Por Karolina Tagaris
ATENAS (Reuters) - Ahmed Alkwrab pensou que sua provação havia acabado em junho passado, quando sobreviveu a um dos naufrágios mais fatais já registrados no Mar Mediterrâneo e finalmente pisou em solo europeu.
Horas após uma traineira de pesca que transportava centenas de migrantes virar, o pintor egípcio já passou a ser interrogado pelas autoridades gregas, que o acusaram, junto com outras oito pessoas, de contrabando e de causar o desastre.
Caso condenado, pode pegar prisão perpétua.
"Quando me sentaram em uma sala sozinho e me fecharam, o medo começou. O que está acontecendo? O que aconteceu? Será que eu fiz alguma coisa?", disse à Reuters.
"Eles estão nos dizendo que somos contrabandistas. Traficantes? Não, não, não, não, não -- não é nada disso."
Suas prisões provocaram a indignação de grupos de direitos internacionais, que consideram o caso frágil e avaliam que os migrantes estão sendo usados como bodes expiatórios para erros da guarda costeira.
Alkwrab e os outros acusados passaram 11 meses em prisão preventiva aguardando uma chance de argumentar sua inocência. Quando a oportunidade surgiu, no mês passado, o juiz arquivou o caso em poucas horas, permitindo que os homens saíssem em liberdade.
O relato frequentemente emocionado de Alkwrab, compartilhado exclusivamente com a Reuters, é a primeira vez que qualquer um dos acusados fala publicamente sobre a provação.
Ele e os outros foram acusados de fazer parte da tripulação do navio, distribuindo água e consertando coisas. Ele nega.
"Eu não fiz isso. Nem dei água na boca de ninguém, nem consertei um barco ou desci até o motor."
O superlotado Adriana transportava até 750 migrantes paquistaneses, sírios e egípcios antes de virar ao largo da Grécia em 14 de junho, um dos piores desastres em uma crise de migrantes no Mediterrâneo que já dura uma década. O ocorrido levantou questões sobre o tratamento dado pela UE aos migrantes, muitos dos quais se arriscam a morrer por uma vida mais próspera na Europa.

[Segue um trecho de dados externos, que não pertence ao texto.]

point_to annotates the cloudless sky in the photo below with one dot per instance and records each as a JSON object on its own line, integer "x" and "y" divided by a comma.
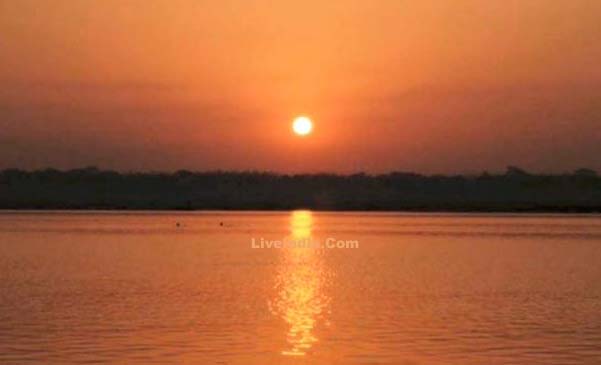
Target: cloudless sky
{"x": 427, "y": 86}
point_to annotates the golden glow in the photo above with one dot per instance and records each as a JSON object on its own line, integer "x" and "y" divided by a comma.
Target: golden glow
{"x": 300, "y": 301}
{"x": 302, "y": 126}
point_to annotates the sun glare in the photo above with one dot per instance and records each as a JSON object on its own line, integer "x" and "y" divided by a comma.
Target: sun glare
{"x": 302, "y": 126}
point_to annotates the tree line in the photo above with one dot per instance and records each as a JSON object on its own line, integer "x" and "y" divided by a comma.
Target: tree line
{"x": 515, "y": 190}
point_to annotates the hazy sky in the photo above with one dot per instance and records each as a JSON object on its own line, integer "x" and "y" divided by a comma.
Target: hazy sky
{"x": 428, "y": 86}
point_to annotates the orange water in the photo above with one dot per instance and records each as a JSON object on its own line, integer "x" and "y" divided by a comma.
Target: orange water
{"x": 171, "y": 288}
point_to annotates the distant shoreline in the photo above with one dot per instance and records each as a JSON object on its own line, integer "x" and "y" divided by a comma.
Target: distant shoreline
{"x": 515, "y": 191}
{"x": 575, "y": 211}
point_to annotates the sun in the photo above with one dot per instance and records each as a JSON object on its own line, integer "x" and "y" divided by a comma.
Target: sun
{"x": 302, "y": 126}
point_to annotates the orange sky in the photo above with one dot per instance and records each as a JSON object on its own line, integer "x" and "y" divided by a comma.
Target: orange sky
{"x": 427, "y": 86}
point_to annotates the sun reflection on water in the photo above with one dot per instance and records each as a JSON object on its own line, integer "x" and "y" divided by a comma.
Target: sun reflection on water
{"x": 300, "y": 282}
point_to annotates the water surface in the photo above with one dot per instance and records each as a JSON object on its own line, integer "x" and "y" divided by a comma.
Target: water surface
{"x": 142, "y": 288}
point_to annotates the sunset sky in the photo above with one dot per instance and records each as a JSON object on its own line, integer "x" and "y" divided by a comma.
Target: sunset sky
{"x": 427, "y": 86}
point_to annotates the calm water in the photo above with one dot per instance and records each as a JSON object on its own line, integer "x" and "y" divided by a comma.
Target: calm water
{"x": 420, "y": 289}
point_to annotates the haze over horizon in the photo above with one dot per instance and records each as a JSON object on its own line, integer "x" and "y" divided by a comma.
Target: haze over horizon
{"x": 428, "y": 86}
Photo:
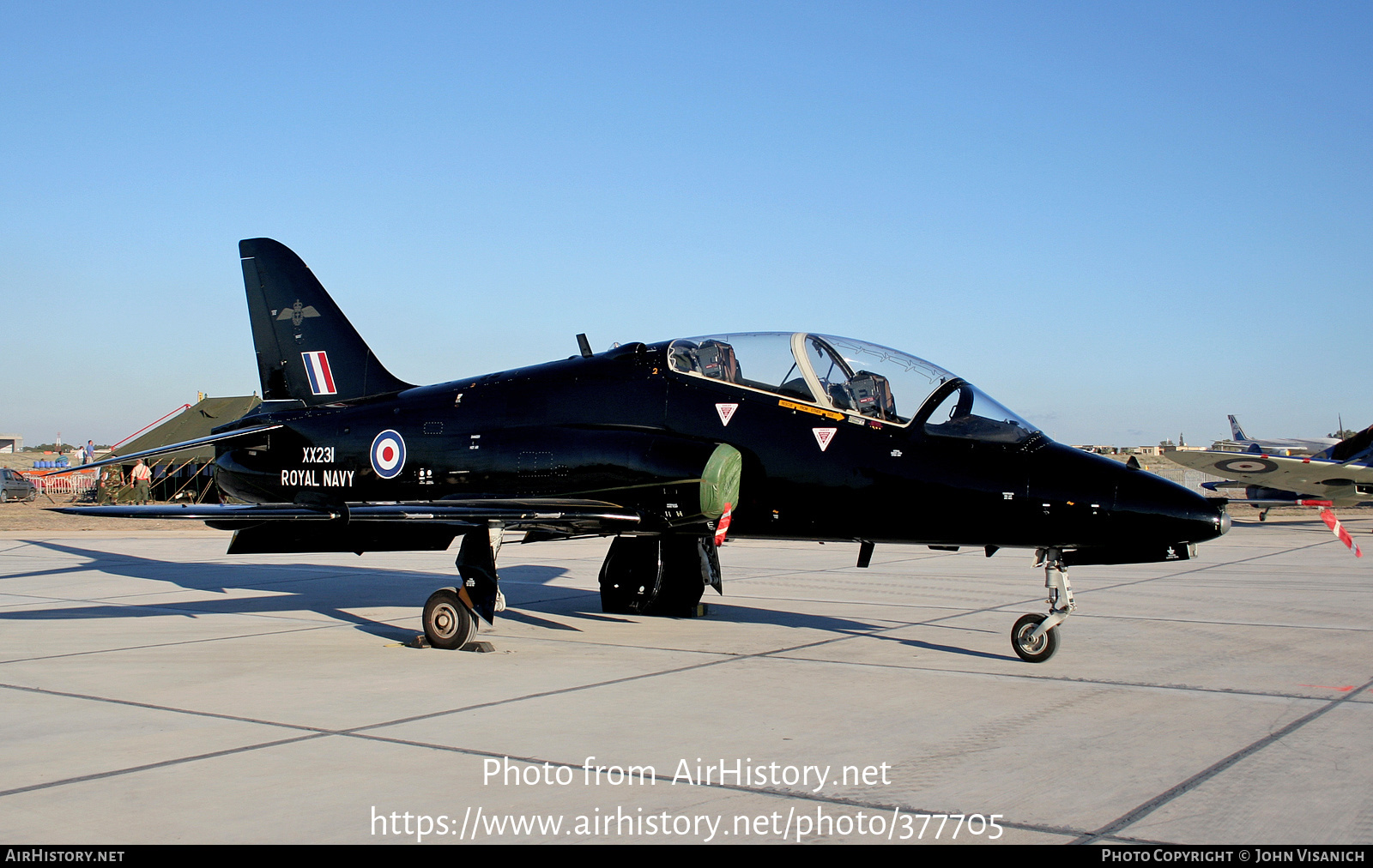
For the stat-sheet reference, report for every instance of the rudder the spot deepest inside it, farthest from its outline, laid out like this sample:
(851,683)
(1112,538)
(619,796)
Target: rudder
(306,349)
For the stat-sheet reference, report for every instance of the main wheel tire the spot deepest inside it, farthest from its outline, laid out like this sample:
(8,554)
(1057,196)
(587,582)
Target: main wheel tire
(1041,648)
(448,624)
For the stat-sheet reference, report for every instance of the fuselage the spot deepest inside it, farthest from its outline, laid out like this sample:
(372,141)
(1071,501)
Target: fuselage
(633,427)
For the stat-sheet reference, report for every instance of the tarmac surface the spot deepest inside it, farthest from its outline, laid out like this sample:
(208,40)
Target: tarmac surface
(154,690)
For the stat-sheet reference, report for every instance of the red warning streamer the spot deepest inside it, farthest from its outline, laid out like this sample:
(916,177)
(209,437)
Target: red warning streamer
(1338,529)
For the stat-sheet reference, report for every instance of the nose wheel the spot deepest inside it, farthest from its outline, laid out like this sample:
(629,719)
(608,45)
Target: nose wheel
(1036,637)
(1030,647)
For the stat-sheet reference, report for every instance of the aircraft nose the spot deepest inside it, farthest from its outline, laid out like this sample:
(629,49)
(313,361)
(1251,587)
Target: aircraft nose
(1160,509)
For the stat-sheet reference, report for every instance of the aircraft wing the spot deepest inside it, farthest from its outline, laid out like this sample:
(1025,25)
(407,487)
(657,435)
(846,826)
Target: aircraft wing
(1347,482)
(559,515)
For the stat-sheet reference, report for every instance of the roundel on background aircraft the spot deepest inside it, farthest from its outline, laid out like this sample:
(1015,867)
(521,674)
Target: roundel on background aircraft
(1247,466)
(388,454)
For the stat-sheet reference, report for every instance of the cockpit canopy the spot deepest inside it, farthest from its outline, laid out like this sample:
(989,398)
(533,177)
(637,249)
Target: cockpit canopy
(851,377)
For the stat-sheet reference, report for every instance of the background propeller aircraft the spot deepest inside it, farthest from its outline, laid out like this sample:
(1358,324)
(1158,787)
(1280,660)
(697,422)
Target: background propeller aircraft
(1310,445)
(666,447)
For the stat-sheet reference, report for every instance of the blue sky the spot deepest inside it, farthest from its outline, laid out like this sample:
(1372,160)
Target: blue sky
(1121,220)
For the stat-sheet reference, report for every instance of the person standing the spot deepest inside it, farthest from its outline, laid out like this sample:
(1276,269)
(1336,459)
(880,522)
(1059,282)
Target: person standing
(142,479)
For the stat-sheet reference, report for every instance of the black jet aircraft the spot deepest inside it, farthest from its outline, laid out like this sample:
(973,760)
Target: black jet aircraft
(666,447)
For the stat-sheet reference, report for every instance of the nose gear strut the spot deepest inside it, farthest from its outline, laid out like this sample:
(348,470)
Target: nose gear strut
(1036,637)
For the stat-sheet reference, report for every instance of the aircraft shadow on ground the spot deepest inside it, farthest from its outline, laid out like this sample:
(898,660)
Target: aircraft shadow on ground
(334,589)
(578,605)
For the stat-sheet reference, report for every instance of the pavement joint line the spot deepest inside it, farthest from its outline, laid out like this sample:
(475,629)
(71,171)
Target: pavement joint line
(172,644)
(1228,691)
(155,765)
(611,682)
(791,794)
(1207,774)
(160,708)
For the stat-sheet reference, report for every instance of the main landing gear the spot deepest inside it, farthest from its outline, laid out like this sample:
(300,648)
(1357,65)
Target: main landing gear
(1036,637)
(451,612)
(658,576)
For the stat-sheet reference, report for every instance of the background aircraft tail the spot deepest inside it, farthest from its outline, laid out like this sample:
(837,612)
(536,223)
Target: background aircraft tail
(306,349)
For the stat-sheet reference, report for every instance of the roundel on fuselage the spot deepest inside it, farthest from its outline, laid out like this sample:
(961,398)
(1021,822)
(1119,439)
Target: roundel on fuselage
(388,454)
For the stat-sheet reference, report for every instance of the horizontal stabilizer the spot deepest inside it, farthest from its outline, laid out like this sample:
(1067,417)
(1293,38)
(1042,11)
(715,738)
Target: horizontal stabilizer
(182,447)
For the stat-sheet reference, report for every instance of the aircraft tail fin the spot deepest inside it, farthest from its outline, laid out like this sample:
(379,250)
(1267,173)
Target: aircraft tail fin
(306,349)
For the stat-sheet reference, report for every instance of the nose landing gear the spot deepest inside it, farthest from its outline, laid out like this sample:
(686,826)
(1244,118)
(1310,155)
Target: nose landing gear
(1036,637)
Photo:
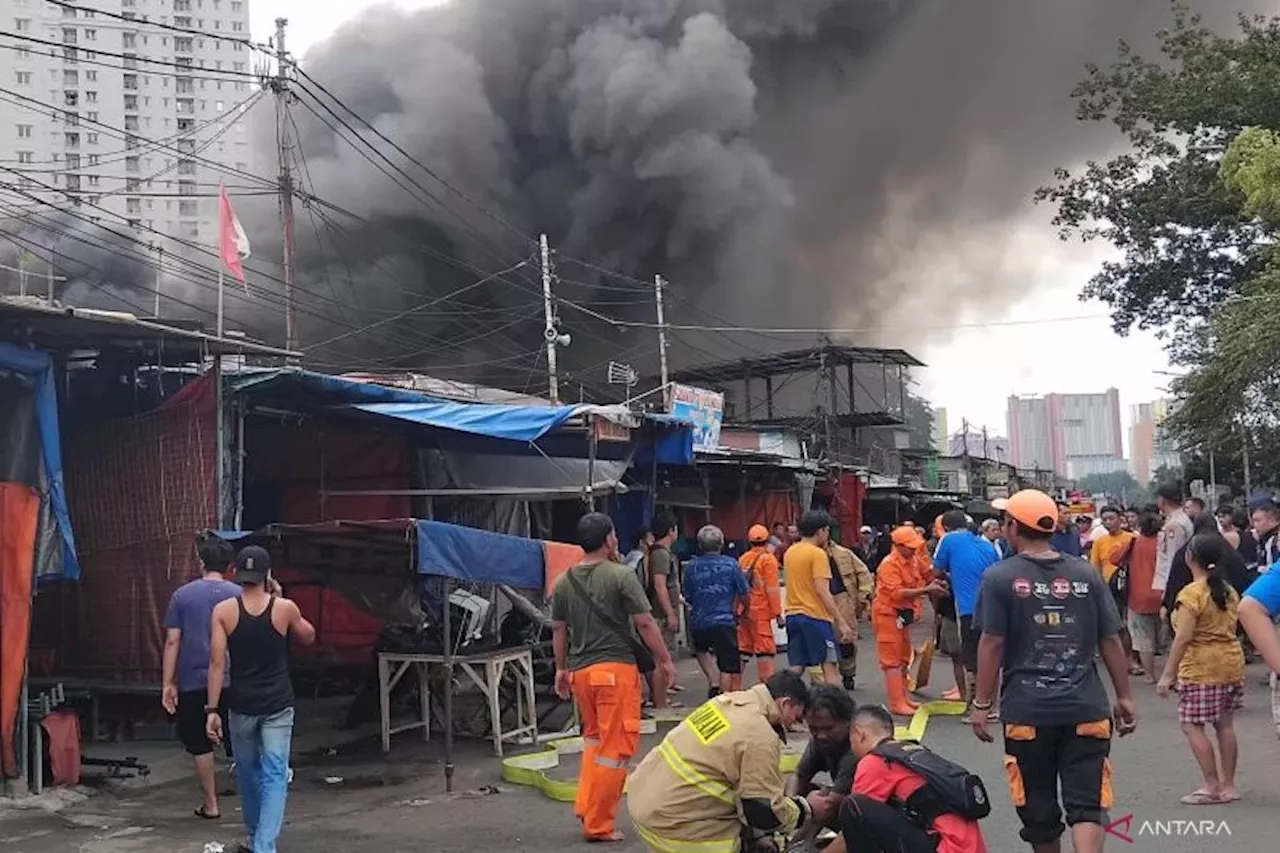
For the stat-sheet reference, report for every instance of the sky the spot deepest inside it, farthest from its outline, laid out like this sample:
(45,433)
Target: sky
(1031,346)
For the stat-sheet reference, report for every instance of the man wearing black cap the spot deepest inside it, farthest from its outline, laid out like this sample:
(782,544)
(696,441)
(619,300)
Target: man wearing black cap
(255,630)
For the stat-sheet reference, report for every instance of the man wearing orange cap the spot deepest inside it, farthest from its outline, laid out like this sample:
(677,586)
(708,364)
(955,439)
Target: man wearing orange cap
(1043,619)
(901,585)
(763,605)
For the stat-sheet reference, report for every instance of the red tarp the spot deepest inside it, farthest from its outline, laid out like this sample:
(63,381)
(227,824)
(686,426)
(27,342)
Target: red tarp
(19,515)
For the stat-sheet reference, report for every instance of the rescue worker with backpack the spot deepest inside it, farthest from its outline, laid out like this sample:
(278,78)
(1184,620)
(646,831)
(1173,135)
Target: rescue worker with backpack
(763,607)
(714,779)
(906,798)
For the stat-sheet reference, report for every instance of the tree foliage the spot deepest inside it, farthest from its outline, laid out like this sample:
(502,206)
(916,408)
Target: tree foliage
(1194,209)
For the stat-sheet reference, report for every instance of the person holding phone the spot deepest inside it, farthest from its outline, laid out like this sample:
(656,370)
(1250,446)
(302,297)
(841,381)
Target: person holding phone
(255,632)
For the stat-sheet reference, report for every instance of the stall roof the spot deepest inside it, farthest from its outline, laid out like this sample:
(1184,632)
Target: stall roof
(59,328)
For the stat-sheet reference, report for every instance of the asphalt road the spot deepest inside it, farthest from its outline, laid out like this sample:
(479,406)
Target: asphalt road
(401,803)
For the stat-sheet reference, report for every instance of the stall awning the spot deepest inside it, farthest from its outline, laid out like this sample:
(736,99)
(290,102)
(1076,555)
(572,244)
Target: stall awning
(512,423)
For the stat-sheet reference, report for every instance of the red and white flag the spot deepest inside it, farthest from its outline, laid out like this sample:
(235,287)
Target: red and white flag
(233,243)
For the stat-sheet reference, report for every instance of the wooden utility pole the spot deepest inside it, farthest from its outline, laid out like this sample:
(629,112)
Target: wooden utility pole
(280,87)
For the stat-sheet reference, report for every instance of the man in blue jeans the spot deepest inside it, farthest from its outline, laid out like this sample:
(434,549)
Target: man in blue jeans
(255,630)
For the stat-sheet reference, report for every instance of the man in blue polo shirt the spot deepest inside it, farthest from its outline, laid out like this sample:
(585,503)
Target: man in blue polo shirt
(1258,614)
(963,556)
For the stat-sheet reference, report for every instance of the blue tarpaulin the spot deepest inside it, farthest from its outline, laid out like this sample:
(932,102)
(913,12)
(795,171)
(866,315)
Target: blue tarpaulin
(37,366)
(481,556)
(512,423)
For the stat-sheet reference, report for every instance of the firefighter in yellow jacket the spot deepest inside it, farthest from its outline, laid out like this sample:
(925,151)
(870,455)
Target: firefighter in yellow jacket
(718,770)
(853,602)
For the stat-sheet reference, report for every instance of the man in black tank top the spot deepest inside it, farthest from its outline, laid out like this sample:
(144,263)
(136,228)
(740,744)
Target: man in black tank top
(255,630)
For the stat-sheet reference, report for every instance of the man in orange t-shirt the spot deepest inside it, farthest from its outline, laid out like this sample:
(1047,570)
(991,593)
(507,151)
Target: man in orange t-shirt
(763,605)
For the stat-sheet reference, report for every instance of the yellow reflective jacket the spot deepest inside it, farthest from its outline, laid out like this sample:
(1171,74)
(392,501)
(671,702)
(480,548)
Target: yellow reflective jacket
(713,771)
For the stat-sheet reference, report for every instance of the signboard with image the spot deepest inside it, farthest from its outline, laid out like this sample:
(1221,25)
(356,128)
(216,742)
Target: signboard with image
(703,409)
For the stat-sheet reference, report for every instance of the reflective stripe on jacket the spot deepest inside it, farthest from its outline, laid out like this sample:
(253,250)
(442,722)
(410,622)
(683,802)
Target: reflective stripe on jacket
(688,793)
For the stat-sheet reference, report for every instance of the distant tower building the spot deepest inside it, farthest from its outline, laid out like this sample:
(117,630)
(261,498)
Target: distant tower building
(1070,434)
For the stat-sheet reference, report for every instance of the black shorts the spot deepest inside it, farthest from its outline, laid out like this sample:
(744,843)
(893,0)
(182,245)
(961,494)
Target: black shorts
(722,641)
(191,724)
(1038,757)
(969,637)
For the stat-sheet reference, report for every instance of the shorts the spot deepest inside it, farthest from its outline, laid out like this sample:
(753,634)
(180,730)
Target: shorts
(721,641)
(1143,630)
(1040,757)
(810,642)
(191,724)
(1208,703)
(969,637)
(755,638)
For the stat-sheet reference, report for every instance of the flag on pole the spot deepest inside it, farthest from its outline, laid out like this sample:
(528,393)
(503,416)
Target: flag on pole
(233,243)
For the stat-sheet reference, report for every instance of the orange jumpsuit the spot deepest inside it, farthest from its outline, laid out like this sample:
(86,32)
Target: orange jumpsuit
(763,603)
(894,575)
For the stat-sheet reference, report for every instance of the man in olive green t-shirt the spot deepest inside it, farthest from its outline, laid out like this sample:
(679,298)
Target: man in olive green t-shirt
(595,664)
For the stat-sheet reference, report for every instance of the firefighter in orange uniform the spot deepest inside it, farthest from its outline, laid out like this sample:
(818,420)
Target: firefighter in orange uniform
(763,606)
(903,582)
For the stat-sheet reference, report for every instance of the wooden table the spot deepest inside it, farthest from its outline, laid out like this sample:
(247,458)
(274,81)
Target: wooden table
(484,669)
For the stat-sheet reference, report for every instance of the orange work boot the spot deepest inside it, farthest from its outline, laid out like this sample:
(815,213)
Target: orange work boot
(895,684)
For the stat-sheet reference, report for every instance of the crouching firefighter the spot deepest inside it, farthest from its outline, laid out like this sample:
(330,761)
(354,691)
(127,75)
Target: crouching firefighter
(714,779)
(906,798)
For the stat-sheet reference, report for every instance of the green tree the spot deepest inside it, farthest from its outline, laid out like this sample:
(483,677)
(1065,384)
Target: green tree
(1194,209)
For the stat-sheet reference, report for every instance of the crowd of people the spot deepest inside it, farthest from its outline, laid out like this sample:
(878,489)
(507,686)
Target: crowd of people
(1041,605)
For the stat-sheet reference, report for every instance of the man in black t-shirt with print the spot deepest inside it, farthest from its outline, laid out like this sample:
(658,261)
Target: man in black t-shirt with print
(1045,616)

Foram encontrados apenas 104 sobreviventes e 82 corpos.
A causa do naufrágio é controversa. Os sobreviventes afirmam que a guarda costeira fez com que o barco virasse durante uma tentativa fracassada de rebocá-lo. A guarda costeira nega, dizendo que os movimentos dos migrantes a bordo fizeram com que o barco afundasse.
NÃO É TOTALMENTE LIVRE
Alkwrab disse que a pobreza o forçou a deixar a cidade de Sadat, no Egito.
O mais novo de seus três filhos nasceu com uma doença pulmonar que exige um tratamento caro, que não pode ser pago por dois empregos.
Ele esperava se reunir com seu irmão na Itália e encontrar trabalho, e pediu 140.000 libras egípcias (quase 3 mil dólares) emprestadas a amigos para pagar a viagem.
Alkwrab começou a soluçar ao relatar seu tempo na prisão, a saudade dos filhos que estavam crescendo e das primeiras palavras de seu filho Omar. Ele não interagiu com os guardas da penitenciária. Os companheiros de prisão diziam que não havia nenhuma chance de serem libertados.
As ligações breves com a família o mantinham firme.
"O que mais me machucou foi Omar me chamar de 'papai' quando eu estava na prisão", disse Alkwrab.
"O dia mais feliz em 11 meses foi quando saí inocente. Um dia em 11 meses", acrescentou.
Alkwrab está agora em Atenas, aguardando resposta a um pedido de asilo. Ele ainda não se sente totalmente livre.
"Eu realmente desejo me legalizar neste país", disse Alkwrab.
"Para provar a todos que estamos aqui com um propósito, para fazer algo que mude nossas vidas."